Нам дали жилье в Запорожье. Мы за это очень благодарны! Есть вода горячая, питание, чисто и персонал хороший: подскажут, поддержат, есть психолог. Но очень тяжело, потому что мы не дома. Дети плачут, хотят домой. Дедушка приезжает в выходные и тоже плачет, потому что привык быть с внуками.

Муж полтора месяца был на больничном, ходил с костылями. Сейчас уже вышел на работу, его перевели в горгаз Запорожья. Болит нога, конечно, потому что осколок размером с ладонь прошел насквозь. Хорошо, что ничего не задел: ни кости, ни сухожилия. Ведь все могло закончиться совершенно по-другому.

Сложно с обучением. Средний ребенок окончил первый класс. Ему тяжело онлайн заниматься.

Я не знаю, где мы будем жить дальше, что будет с образованием детей. Мы хотим домой и мечтаем, как отстроим там все, когда закончится война. Но что будет на самом деле, не знаем, поэтому вчера подали документы на загранпаспорта.

У нас сейчас еще и газа нет в Преображенке. Когда мужа ранило, нашу трубу очень посекло осколками. Позвонили в горгаз, но они сказали, что не выезжают.

Была утечка газа, мы ничего не могли сделать. Очень боялись, что взлетим на воздух.

Слава Богу, пришел сосед, и они с мужем смогли как-то перекрыть, перекрутить и обмотать трубу.

Свет в основном есть, но сейчас перебои. Спасибо электрикам, что работают в такой обстановке. Сельский председатель предупредил, что зимой будут перебои со светом и газа не будет - пока не кончится война, никто ничего делать не будет.

Соцработники сейчас занимаются тем, что гуманитарную помощь людям развозят. Мой папа им помогает.

Наши соседи остались в Преображенке с детьми. Получают гуманитарку, детей одевают, укутывают и ночуют в подвалах.

Война закончится, когда взрослые люди сядут за стол переговоров и пойдут на компромисс. Сейчас страдают дети, мирные жители. Люди строили, старались, ездили по заработкам, детей рожали.

Мой средний ребенок заикается и писается от страха. Ему семь лет. Мы же детей рожали не для войны.

У нас в селе бахает. Нас защищают, но прилетает в наши дома. Мы живем не просто одним днем, а считанными часами. У нас случай был в Преображенке: женщина спокойно сидела и разговаривала по телефону; прилетело что-то рядом, ей руку ранило и в голову попало. Было тихо, а потом вдруг обстрел, после которого эта женщина умерла в больнице. 

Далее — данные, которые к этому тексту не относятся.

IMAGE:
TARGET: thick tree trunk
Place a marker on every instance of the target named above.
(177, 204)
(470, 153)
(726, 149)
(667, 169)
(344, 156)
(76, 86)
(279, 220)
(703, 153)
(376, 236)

Мне соседка нынешняя здесь, в Запорожье, показала свой дом. Она из Гуляйполя. В том доме уже жить нельзя: в него прилетела ракета и осталась только стена - нет ни крыши, ни окон. Она плачет и говорит: «А если бы я там была с ребенком? Ему 11 лет. Нас даже погреб не спас бы». 

Все время кажется, что это просто сон, но я никак не могу проснуться.  Жить очень страшно, потому что я больше не знаю, куда идти и что делать. И страшно больше не за себя, а за детей. Я понимаю, что если, не дай Бог, что-то случится, просто не переживу. Но будем верить и надеяться, что все будет хорошо.